FDP-Mann Wissing übergeht für Cannabis zuständige Grenzwertkommission
Der FDP-Minister musste für das Ziel sogar eine „Unabhängige Expertenkommission“ einsetzen. Denn die offiziell dafür zuständige „Grenzwertkommission“ konnte sich nicht darauf einigen, eine Erhöhung des bisherigen Cannabis-Maximalwerts von 1,0 Nanogramm der Rauschmittelsubstanz THC im Blut vorzuschlagen. Wissings neue Kommission will den Blutwert nun auf 3,5 Nanogramm verdreifachen und beruft sich dabei auf Studien unter anderem aus Australien, Kanada und den Niederlanden, die Unfallgefahren und Fahrtüchtigkeit untersucht hatten.
Wissing hatte kurz vor der Empfehlung der Kommission deutlich gemacht, dieser folgen zu wollen.
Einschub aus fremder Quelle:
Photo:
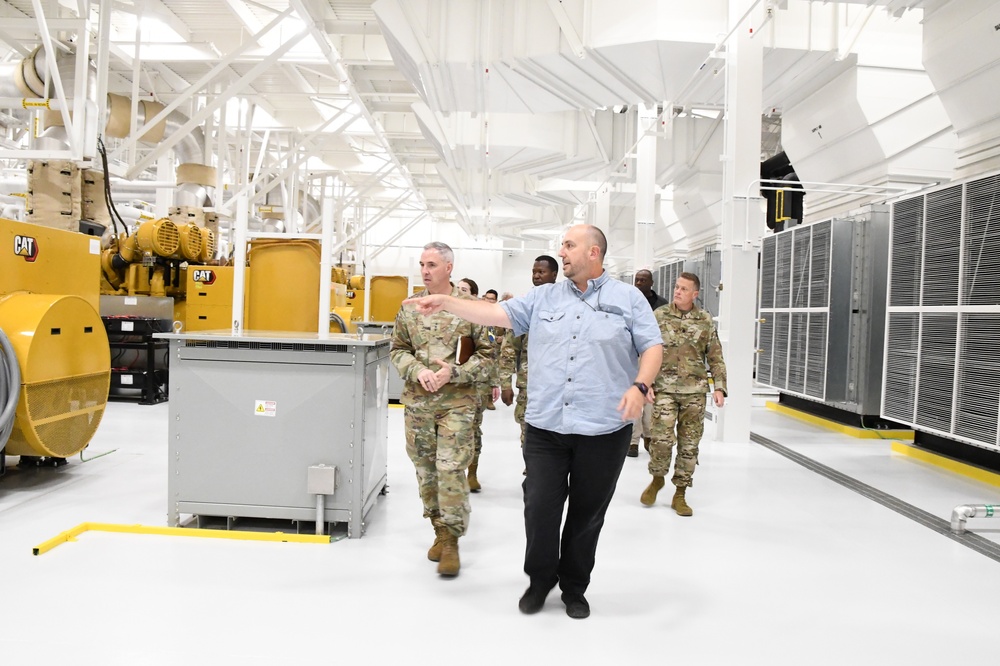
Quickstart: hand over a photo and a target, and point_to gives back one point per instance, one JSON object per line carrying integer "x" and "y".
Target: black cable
{"x": 107, "y": 189}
Der jetzige Grenzwert 1,0 Nanogramm pro Milliliter Blut ist laut Fachleuten die kleinstmöglich sicher nachweisbare Konzentration und damit faktisch eine 0,0-Grenze "Das wäre ein Konsumverbot über das Verkehrsrecht", sagte Wissing der Neuen Osnabrücker Zeitung. "Das will ich nicht", betonte er.
CSU möchte gegen Pläne der Ampel-Koalition vorgehen
Bislang nimmt die Polizei bei Drogenverdacht bei Verkehrskontrollen in der Regel einen Speichelschnelltest. Ist er positiv oder weigert sich der Betroffene, wird eine Blutprobe ähnlich wie bei Trunkenheitverdacht veranlasst. Bei Gelegenheitskonsumenten üblicher Cannabis-Mengen sind die Rauschmittelreste meist nach fünf bis zwölf Stunden im Blut abgebaut. Bei häufigem Konsum dauert es jedoch selbst in nüchternem Zustand oft mehrere Tage nach der letzten Dosis, bis die Werte unter ein Nanogramm fallen.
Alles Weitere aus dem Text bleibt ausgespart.